Atravesó el Llobregat y volvió hasta su cueva, donde halló todavía el crucifijo en el suelo.
Desde entonces, todos los días Garín iba a llorar sobre la tumba de Riquilda.
También lloraban en el palacio de Valldaura, en Barcelona, los condes, por la extraña desaparición de su hija, que no acertaban a comprender. Nada habían sabido ni de Riquilda ni de fray Garín, hasta que un día, yendo de caza Vifredo por los alrededores de Monistrol, se acercó con sus monteros hasta el lugar donde se había despedido de su hija meses antes. Allí lloró el conde abundantemente.
De pronto, muy cerca del lugar donde él estaba, sonó el cuerno de caza. Acudió el conde presuroso, y vio a sus monteros que estaban acorralando a un extraño animal desconocido.

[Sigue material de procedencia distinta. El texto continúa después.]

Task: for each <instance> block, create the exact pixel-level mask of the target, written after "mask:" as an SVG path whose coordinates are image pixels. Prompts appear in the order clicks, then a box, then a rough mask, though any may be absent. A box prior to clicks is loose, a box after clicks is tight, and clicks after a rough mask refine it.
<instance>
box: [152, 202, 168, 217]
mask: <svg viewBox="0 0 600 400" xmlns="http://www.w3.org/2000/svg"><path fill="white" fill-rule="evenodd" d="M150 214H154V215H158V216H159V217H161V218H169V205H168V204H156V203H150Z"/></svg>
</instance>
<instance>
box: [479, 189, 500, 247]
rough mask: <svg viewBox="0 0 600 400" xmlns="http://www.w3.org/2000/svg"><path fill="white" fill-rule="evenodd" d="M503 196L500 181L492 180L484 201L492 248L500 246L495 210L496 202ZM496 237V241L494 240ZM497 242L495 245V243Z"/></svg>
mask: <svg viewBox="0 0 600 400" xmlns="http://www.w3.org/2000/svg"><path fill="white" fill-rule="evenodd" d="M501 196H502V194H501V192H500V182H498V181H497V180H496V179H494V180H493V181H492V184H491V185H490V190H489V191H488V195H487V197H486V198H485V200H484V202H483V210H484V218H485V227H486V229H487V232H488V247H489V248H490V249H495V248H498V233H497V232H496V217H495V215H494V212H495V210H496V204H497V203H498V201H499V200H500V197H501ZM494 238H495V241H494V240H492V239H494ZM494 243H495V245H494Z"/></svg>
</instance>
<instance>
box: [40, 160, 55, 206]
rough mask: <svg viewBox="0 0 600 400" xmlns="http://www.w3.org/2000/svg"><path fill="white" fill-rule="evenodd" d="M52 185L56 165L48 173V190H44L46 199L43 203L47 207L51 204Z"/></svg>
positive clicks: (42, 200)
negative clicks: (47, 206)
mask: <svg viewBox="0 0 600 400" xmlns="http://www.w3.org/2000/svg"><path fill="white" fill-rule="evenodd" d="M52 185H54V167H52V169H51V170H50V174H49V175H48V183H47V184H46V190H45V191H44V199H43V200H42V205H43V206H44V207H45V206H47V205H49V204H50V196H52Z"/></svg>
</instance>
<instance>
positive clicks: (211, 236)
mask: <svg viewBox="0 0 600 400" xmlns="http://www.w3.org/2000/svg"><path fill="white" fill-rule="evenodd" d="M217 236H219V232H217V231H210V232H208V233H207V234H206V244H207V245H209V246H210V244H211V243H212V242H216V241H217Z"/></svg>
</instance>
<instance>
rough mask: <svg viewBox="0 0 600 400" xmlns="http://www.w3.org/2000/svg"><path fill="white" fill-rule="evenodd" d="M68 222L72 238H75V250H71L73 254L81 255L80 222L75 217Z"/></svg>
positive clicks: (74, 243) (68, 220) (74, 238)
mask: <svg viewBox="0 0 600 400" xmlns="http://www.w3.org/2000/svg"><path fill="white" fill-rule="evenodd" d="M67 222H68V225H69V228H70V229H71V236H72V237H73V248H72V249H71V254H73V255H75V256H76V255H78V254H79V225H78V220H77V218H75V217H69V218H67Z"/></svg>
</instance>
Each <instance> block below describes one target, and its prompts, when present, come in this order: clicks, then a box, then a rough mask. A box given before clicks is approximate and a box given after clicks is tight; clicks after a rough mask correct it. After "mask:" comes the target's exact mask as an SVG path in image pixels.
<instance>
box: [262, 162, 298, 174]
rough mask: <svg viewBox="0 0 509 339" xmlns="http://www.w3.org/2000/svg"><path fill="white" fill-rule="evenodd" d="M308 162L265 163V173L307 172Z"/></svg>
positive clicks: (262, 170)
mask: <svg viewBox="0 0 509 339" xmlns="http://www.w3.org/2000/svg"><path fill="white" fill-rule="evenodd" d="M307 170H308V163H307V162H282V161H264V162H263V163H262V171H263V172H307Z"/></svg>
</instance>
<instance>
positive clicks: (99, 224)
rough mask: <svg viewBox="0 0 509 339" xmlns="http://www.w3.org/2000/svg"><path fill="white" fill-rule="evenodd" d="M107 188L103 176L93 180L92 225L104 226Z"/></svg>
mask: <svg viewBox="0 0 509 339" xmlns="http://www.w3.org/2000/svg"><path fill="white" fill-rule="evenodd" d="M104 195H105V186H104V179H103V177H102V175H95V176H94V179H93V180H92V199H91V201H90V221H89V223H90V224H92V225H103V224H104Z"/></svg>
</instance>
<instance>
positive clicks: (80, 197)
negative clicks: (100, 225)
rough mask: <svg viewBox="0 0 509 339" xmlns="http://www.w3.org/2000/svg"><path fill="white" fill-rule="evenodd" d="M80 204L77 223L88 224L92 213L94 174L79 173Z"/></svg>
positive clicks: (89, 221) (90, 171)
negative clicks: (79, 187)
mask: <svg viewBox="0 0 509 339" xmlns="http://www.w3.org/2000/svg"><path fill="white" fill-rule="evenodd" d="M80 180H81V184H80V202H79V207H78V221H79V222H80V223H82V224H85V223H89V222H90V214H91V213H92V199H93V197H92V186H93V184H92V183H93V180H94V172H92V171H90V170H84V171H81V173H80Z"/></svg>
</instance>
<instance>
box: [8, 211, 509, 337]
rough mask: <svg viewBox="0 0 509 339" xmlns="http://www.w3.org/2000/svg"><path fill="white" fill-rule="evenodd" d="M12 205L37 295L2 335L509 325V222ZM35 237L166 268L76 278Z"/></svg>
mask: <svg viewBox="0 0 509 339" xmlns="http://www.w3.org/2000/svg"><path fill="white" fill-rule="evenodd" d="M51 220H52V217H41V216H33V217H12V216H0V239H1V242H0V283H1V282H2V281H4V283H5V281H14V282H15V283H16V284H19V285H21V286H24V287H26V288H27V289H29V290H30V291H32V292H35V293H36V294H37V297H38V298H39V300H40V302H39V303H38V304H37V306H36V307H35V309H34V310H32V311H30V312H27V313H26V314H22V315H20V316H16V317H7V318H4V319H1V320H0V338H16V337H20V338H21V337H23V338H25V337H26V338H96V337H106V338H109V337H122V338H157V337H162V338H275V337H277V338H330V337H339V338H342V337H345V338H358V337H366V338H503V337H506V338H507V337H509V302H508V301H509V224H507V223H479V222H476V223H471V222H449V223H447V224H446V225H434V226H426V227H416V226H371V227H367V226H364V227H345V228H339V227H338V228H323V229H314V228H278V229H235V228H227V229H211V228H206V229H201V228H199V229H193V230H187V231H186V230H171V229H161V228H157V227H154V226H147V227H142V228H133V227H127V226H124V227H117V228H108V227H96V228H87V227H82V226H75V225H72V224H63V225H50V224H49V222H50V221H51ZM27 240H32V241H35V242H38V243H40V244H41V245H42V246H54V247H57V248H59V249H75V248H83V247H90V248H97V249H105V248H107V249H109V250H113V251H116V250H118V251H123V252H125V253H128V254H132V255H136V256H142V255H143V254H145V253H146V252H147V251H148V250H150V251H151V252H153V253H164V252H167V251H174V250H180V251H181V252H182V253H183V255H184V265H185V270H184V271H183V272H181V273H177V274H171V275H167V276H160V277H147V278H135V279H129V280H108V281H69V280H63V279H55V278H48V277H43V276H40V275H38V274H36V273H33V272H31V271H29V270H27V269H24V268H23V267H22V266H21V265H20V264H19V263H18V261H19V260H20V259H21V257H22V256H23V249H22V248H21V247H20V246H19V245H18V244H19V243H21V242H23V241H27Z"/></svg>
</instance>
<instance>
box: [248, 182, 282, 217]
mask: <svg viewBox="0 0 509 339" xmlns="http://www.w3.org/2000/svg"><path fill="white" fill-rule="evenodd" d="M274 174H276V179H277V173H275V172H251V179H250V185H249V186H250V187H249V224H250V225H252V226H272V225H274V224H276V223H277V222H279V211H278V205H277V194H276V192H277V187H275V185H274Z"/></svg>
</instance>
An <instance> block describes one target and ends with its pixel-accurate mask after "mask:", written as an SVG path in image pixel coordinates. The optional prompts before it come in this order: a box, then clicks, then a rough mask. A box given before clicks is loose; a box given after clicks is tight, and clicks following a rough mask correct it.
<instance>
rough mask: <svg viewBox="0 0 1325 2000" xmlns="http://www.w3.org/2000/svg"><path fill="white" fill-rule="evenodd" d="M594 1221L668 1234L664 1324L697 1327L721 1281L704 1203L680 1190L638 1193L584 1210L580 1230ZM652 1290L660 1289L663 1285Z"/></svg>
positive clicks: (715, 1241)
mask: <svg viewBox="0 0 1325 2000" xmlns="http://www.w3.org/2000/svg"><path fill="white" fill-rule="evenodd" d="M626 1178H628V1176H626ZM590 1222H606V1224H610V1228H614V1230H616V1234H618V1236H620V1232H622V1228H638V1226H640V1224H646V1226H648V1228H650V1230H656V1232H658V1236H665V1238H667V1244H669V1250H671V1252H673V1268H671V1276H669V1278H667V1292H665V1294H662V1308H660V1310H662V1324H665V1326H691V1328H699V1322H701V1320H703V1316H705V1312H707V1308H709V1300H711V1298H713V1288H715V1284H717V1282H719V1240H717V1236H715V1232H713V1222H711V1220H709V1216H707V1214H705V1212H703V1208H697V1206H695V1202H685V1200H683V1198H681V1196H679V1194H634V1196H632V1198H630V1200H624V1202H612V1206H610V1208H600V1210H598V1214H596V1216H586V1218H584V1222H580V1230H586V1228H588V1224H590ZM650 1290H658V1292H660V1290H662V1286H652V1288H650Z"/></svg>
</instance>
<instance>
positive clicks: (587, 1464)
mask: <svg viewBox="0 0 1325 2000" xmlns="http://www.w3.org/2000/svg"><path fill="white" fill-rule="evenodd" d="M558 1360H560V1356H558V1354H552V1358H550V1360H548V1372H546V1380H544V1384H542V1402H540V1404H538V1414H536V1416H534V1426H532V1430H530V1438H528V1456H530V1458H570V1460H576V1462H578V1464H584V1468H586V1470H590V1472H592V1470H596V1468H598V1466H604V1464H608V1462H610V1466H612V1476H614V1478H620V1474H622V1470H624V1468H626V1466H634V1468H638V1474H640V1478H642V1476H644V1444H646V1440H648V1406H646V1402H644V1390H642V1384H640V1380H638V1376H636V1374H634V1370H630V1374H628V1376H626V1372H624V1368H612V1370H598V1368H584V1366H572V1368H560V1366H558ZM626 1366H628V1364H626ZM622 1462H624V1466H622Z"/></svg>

Viendo que no era fiero, le echaron una soga al cuello y lo arrastraron hasta Barcelona. Allí le dejaron abandonado en las caballerizas del palacio, porque otro acontecimiento más importante distrajo la atención del conde.
La condesa dio a luz un niño. El bautizo se celebró con gran pompa, y al cantar un trovador las gestas del conde, entre las cuales figuraba la muerte del dragón en san Lorenzo, recordaron los caballeros al monstruo que habían capturado en Montserrat.
Pidió el conde que lo trajeran, para observarlo. Así se hizo. Todos lo contemplaban con admiración. Algunos le encontraban cierta semejanza con un hombre; otros decían que su manera de andar recordaba a un oso. El monstruo aceptaba las caricias humildemente y besaba los pies de los invitados.
Entretanto, despertó el neófito, y, abriendo sus ojos, contempló largamente al monstruo, y ante la sorpresa general, habló el recién nacido, para decir:
—Levántate, fray Garín, que Dios ya te ha perdonado.
Levantóse entonces fray Garín, dejando consternados a todos los presentes. El conde le pidió cuentas del paradero de su hija Riquilda. Fray Garín le contestó que había muerto. Pidió castigo para su horrendo crimen. El conde, magnánimo, perdonó a quien Dios había ya perdonado.
Los condes quisieron decir una misa en el lugar donde descansaban los restos de Riquilda.
Años más tarde se erigió allí un monasterio de monjas benedictinas, en memoria de la hija del conde.